Consumer prices in Europe's top economy rose by 2.5% year-on-year, the Destatis statistics agency said, as Germany mounts a recovery from the coronavirus outbreak.

The last time that rate was reached was September 2011.

Prices rose by 0.5% compared with April.

German inflation has ticked up steadily since the start of the year, partly because of the introduction of a carbon tax and the end of a six-month sales tax cut aimed at mitigating the economic damage from the pandemic.

The May spike was mainly driven by a 10% hike in energy prices year-on-year, Destatis said, up from nearly 8% in April, when inflation grew 2% year-on-year.

Food prices were up 1.5% while the services sector marked a 2.2% hike.

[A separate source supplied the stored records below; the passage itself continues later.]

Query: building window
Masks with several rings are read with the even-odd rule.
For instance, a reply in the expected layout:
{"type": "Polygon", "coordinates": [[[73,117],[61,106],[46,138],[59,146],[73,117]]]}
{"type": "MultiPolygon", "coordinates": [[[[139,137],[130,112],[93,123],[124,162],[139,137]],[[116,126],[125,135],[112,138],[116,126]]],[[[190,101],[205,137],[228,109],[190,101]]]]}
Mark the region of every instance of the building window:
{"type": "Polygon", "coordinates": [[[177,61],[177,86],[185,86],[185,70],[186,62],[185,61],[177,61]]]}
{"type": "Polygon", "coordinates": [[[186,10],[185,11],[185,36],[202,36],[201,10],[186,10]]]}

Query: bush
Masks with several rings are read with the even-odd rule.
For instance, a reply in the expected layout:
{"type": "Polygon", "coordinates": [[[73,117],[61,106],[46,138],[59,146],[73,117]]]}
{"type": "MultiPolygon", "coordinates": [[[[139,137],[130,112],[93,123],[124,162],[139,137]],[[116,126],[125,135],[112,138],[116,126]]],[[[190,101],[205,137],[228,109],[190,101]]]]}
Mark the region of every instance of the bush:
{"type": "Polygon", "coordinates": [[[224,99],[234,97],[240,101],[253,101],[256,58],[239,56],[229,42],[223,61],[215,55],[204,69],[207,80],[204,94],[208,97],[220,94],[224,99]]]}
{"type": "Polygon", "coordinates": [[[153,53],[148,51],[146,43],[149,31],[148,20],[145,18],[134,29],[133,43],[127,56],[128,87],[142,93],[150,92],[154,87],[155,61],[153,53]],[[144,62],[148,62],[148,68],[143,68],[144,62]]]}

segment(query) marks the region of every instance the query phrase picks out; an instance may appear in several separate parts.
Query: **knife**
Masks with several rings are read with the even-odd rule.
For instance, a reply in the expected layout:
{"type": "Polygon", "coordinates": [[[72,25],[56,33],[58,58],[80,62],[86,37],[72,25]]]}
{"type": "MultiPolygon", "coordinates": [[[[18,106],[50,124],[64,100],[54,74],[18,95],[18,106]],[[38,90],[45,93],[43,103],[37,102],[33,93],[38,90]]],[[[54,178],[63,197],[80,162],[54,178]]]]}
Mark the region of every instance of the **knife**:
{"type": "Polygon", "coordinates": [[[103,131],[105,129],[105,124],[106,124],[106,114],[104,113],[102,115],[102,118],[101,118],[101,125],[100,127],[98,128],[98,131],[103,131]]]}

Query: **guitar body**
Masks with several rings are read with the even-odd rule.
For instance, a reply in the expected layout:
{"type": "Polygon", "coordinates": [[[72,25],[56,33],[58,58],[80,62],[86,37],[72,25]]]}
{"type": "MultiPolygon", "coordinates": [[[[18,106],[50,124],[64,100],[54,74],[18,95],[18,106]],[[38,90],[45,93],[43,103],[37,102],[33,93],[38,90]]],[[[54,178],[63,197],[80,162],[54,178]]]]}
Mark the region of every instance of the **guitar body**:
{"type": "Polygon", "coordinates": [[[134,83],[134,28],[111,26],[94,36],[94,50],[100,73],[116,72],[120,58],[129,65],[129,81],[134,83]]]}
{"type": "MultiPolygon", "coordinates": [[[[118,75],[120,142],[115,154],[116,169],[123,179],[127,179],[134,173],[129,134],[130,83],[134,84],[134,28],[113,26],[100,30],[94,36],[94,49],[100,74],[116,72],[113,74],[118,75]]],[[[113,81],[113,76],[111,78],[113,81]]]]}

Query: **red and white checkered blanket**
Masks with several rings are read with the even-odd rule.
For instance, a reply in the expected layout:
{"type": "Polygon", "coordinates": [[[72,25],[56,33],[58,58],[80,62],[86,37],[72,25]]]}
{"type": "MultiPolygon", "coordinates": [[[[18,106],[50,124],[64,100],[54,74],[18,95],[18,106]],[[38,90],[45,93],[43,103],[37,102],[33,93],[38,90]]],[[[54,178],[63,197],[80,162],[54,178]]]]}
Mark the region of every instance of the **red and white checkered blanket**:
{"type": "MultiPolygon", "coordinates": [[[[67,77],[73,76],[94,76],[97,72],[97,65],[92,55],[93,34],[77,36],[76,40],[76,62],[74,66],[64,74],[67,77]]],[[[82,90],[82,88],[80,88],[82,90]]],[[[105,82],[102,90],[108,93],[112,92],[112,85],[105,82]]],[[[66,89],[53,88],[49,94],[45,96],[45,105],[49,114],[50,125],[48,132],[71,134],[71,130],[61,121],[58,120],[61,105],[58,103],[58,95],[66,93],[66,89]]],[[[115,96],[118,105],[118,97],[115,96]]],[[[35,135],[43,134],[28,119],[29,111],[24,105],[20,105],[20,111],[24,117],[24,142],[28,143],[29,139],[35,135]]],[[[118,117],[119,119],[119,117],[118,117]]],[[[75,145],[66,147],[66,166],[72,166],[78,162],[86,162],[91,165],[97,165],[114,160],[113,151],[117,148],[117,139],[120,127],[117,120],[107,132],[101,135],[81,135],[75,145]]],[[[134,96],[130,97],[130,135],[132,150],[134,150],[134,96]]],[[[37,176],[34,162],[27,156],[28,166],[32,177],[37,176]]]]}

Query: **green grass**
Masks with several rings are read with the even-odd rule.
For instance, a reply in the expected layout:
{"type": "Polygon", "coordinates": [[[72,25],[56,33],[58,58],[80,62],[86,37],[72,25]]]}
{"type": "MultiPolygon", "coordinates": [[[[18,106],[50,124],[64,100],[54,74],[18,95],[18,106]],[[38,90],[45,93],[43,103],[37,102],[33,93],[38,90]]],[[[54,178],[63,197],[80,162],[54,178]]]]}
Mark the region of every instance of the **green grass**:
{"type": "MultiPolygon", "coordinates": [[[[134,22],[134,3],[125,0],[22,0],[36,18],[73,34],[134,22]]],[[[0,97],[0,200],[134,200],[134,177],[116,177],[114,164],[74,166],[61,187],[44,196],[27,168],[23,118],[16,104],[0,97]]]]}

Using the European Central Bank's preferred yardstick, the Harmonised Index of Consumer Prices (HICP), German inflation jumped 2.4% year-on-year - overshooting the ECB's inflation target of "close to, but below" 2%.

ECB chief Christine Lagarde has repeatedly said that higher inflation in the euro zone lately was mostly the result of "temporary factors" linked to the pandemic.

The increase would not prompt the bank to tighten its ultra-loose monetary policy anytime soon, she added.

Analyst Elmar Voelker of LBBW bank said the fresh jump in inflation in May was "not a total surprise" and that the rate could clear the 3% mark this summer to an extent that consumers feel it.

He said the ECB would nevertheless "continue to point to the temporary nature of many price effects and very moderate core inflation, particularly in the euro area".

"This will clear the way for a clear continued drop in inflation next year," he said. "Prospects for a change in interest rate policy thus remain very distant."